Buff Bradley has reached the end of his training career.
He announced at the beginning of May that he would retire at the end of the Churchill Downs spring meet. Now, the end of the meet is only days away, with Thursday marking his final morning as a trainer.
“This last week here, it’s quite different,” Bradley said. “I know I'm going to miss it and I’m going to be upset having to leave it, but it’s just what I have to do”
Bradley has Tonal Impact in a $100,000 maiden special weight race on Friday under the twin spires. On Saturday, the trainer has no entries.
After that, he will finish dispersing the rest of his barn, currently down to a handful of horses, then continue his search for other work in the racing industry. Bradley said he had not yet suffered major logistical issues.
“The horses have been dispersing for the last couple of months, but in the last month even more so,” Bradley said. “They’re going to several different trainers. Getting rid of the stuff, all your tack and everything, that’s the other thing you have to do.”
A Kentucky native, Bradley began as an assistant trainer in Louisiana for Clarence Picou in 1989. In 1993, he struck out on his own, returning to Kentucky.
He is best known for two horses he and his father Fred bred, Grade 1 winner Brass Hat and Groupie Doll, winner of the 2012 and 2013 Breeders’ Cup Filly & Mare Sprints.
“I got to share those with my father when he was alive,” Bradley said. “They were two homebreds that we foaled on the farm and raised, so they were very special to us, both of them.”
Among his other career highlights, Bradley mentioned Divisidero and The Player, who he went above and beyond to save when he suffered serious injury in the 2018 New Orleans Handicap (G2). The Player now stands at Crestwood Farm.
Along the way, Bradley gained a rock-solid reputation on the backside.
“He’s as honest as the day is long,” said former trainer Bill Connelly, who worked with Bradley as part of the Kentucky Horsemen’s Benevolent and Protective Association.
Through the years, training got harder and harder for small barns, including Bradley’s. A recent shortage of skilled labor on the backstretch, coupled with difficulty getting horses helped seal the trainer’s decision to retire.
“I love getting up and coming out here, it’s fun for me to do,” Bradley said. “But the whole business hasn’t been as fun for me the last few years.”
Bradley has no plans to leave horse racing altogether, and continues to search for frontside work, hoping to help solve problems in the Thoroughbred industry.
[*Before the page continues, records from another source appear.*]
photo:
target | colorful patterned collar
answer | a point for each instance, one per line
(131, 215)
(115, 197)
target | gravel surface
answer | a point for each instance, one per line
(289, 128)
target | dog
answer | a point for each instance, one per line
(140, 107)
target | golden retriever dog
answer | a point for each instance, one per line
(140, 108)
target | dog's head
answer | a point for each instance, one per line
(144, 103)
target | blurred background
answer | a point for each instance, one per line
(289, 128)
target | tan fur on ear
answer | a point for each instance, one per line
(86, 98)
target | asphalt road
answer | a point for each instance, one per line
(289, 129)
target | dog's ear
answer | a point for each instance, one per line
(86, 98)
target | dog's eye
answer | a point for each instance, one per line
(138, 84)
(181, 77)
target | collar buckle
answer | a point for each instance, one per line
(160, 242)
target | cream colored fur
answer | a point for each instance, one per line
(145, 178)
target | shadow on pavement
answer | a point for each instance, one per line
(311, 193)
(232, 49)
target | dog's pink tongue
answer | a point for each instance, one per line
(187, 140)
He will also continue his small-scale breeding operation on his farm in Frankfort, Ky.
“I don’t know how many years it will take me to learn to sleep in a little bit, but it’ll take some time I’m sure,” Bradley said. “As I tell everybody, I’ve got about three days of savings left, so I’m going to have to spend it wisely while I’m retired.”
As of Friday, Bradley had 575 career wins, with $19.2 million in career earnings.